Der Leser kann mit angehaltenem Atem verfolgen, wie die Diplomaten von diesem Ausgangspunkt aus Schritt für Schritt von ihren Interessen und ihrer gegenseitigen Konkurrenz immer weiter getrieben wurden zu Aktionen, die eigentlich ihrer antirevolutionären Überzeugung diametral entgegengesetzt waren, bis sie in der Schlacht von Navarino 1827 schließlich die Osmanische Flotte vernichten ließen und den Griechen so zum Sieg verhalfen. Vor allem die Briten wurden durch einmal getroffene Entscheidungen in ihren Handlungsspielräumen derart eingeengt, dass sie keinen Raum mehr zum Manövrieren hatten und zur Intervention gezwungen waren, wenn sie nicht ihr Gesicht verlieren oder in die völlige Passivität gedrängt werden wollten. Von besonderem Interesse sind die Schilderungen der Verhandlungen der europäischen Diplomaten mit der „Hohen Pforte“, bei denen es zu massiven interkulturellen Missverständnissen kam, die die Europäer stets im Sinne eines Zivilisationsgefälles zu den Osmanen deuteten. Gegen diese „Barbaren“ Gewalt anzuwenden, war leicht zu legitimieren, da sie offensichtlich ausschließlich auf militärischen Druck reagierten und ohnehin nicht wussten, was gut für sie war – zumindest in diesem Punkt den aufständischen Griechen ähnlich. Es brauchte dementsprechend noch den russisch-osmanischen Krieg von 1827–29, bis dem Sultan schließlich eine Lösung der griechischen Frage aufgezwungen werden konnte. Im Westen war dieser Friede von Adrianopel wiederum von massiven Ängsten vor einem russischen Übergewicht begleitet, das Frankreich und England durch ein stärkeres Griechenland auszubalancieren versuchten. Durch ihre Interessen getrieben mussten die Mächte so immer weitreichendere Interventionen und Zugeständnisse zum Nutzen des entstehenden griechischen Nationalstaates vornehmen, um den angerichteten Schaden zumindest zu begrenzen.

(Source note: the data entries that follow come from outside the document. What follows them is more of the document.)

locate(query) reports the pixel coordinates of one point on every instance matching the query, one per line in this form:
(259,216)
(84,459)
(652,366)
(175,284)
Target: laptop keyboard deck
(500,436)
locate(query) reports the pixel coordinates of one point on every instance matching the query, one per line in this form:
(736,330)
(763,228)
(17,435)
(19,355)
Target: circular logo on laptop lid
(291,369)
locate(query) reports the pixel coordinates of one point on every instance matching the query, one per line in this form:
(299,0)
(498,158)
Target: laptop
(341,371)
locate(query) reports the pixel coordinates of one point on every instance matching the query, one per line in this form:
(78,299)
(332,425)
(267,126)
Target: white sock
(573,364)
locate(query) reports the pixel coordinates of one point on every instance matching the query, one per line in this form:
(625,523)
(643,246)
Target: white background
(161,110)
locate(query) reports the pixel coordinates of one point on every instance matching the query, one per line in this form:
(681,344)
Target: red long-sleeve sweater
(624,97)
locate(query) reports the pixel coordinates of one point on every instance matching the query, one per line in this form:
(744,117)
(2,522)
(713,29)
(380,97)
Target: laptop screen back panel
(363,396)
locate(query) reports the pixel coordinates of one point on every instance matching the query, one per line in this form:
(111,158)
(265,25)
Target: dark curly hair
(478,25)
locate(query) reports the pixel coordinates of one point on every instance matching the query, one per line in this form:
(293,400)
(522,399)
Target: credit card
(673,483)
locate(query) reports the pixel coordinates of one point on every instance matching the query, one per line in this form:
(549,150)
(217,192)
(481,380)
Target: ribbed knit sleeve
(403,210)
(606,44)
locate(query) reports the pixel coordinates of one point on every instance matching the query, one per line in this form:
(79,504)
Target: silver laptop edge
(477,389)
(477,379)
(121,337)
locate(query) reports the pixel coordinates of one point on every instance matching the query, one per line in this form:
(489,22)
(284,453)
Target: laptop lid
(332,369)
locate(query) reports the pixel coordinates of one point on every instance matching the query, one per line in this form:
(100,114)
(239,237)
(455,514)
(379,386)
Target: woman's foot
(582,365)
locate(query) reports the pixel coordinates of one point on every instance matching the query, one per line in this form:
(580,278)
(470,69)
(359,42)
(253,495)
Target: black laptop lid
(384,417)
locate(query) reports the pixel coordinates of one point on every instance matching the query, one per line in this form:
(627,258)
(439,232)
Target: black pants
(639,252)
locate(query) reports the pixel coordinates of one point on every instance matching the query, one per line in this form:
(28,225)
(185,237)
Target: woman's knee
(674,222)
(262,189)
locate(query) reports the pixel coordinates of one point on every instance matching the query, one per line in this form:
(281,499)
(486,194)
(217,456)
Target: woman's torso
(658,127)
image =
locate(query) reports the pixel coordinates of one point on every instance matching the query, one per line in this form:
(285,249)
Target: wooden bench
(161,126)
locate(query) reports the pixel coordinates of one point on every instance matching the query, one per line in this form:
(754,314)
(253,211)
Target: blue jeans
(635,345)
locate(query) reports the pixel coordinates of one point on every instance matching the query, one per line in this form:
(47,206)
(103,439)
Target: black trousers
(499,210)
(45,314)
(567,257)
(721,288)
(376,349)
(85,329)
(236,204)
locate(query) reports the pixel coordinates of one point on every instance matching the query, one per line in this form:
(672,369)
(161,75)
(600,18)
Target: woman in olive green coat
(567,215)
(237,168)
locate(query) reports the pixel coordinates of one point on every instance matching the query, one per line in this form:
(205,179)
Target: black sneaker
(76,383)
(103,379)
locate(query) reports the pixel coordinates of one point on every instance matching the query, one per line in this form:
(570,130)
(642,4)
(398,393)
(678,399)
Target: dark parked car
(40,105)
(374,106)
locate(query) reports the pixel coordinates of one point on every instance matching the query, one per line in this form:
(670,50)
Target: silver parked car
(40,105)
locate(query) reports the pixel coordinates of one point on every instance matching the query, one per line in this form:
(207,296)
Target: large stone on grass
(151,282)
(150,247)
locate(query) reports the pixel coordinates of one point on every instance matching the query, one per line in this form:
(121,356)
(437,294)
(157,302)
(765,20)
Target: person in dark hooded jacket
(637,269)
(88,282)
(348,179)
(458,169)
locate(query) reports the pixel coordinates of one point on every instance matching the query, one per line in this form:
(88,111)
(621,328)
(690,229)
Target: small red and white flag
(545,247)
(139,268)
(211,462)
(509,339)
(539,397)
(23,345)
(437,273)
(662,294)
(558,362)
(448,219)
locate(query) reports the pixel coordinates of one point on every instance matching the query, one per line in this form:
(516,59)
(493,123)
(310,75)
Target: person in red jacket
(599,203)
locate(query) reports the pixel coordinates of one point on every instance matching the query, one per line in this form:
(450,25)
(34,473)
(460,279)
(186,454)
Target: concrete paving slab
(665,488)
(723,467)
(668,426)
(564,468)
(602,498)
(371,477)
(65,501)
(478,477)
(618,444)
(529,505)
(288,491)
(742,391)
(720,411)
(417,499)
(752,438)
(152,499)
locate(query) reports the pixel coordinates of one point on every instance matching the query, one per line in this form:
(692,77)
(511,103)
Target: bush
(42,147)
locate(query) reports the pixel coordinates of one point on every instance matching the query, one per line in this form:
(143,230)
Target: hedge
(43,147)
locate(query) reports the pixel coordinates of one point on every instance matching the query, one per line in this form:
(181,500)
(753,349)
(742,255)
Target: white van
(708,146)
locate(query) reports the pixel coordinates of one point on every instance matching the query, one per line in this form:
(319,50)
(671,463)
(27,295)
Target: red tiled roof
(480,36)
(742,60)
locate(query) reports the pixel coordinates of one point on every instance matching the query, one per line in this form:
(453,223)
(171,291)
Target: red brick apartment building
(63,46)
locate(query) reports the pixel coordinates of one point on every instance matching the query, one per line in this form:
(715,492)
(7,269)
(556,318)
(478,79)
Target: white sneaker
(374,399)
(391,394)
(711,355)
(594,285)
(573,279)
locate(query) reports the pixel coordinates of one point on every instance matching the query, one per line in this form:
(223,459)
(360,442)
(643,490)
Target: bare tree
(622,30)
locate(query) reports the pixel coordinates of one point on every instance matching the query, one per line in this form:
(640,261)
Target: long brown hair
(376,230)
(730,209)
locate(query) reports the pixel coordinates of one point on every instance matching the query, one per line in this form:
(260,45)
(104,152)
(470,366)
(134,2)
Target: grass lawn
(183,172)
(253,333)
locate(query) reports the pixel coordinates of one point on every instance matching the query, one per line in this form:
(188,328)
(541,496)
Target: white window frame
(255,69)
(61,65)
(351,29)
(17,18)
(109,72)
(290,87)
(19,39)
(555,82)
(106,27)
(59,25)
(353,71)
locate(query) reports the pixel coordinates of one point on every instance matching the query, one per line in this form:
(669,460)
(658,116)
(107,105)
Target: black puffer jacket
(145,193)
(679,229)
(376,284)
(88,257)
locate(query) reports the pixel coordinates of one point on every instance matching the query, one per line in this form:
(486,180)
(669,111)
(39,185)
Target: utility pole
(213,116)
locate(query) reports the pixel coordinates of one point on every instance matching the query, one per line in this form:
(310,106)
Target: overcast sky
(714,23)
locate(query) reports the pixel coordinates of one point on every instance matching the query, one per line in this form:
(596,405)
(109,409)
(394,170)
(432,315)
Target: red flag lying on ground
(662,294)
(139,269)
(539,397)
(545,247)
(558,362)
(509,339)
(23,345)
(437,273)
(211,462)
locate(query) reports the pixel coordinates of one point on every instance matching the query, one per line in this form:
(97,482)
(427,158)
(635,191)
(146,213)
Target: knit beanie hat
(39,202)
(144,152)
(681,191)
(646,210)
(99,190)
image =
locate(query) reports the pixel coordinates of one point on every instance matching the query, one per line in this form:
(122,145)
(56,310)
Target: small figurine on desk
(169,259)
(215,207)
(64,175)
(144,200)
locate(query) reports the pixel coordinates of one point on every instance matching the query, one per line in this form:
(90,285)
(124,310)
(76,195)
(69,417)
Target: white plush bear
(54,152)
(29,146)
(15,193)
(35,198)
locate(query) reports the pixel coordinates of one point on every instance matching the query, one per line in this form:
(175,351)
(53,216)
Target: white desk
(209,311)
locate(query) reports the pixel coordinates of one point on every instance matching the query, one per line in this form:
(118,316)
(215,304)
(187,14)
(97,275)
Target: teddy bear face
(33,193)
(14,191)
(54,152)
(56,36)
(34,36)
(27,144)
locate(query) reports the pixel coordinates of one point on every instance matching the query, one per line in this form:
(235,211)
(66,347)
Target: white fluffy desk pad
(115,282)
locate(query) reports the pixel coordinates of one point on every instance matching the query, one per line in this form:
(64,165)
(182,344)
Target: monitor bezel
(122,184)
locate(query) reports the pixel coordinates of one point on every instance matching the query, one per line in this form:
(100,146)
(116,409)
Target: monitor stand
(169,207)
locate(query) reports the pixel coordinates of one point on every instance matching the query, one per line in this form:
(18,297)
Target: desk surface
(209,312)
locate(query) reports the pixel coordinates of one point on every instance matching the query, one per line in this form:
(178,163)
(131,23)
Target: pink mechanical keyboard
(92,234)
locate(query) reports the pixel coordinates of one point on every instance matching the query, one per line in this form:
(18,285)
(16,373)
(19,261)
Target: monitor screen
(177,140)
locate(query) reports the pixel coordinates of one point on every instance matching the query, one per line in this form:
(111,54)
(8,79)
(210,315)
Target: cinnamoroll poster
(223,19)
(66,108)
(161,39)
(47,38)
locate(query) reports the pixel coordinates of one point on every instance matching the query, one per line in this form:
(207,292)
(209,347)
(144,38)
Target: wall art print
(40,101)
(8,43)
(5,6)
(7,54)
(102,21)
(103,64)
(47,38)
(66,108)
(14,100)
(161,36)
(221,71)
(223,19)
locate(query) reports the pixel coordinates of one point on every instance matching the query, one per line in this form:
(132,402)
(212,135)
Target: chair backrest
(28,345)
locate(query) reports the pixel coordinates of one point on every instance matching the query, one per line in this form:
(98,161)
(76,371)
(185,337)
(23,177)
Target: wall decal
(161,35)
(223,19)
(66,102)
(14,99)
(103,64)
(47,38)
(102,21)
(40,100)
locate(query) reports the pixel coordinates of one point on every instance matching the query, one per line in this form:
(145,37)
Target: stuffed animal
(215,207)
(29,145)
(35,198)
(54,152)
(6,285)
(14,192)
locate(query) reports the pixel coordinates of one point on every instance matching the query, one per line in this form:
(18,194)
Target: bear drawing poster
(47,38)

Selbst stark wertend wird Schulz schließlich, wenn er die Fehler der griechischen Staatsbildung und die permanente Einmischung der drei Mächte in die Innenpolitik des jungen Staates kritisiert: Nicht nur oktroyierten sie Griechenland eine Monarchie und einen bayerischen König, der mit seinem im Geiste Montgelas’ geschulten Beamtenstab und westlichen Institutionen einfach nicht zu der jahrhundertelang osmanisch geprägten Gesellschaft passte. Über die Garantie einer Anleihe hielten sie Griechenland zudem in finanzieller Abhängigkeit.2 Und sie bauten Angehörige der griechischen Elite als Träger der eigenen Interessen auf, was zum Phänomen der „Auslandsparteien“ führte und die Zersplitterung der griechischen Gesellschaft weiter vertiefte. Dass diese dauernde Fremdbestimmung in Griechenland nationalistische und irredentische Strömungen verstärkte, verwundert nicht.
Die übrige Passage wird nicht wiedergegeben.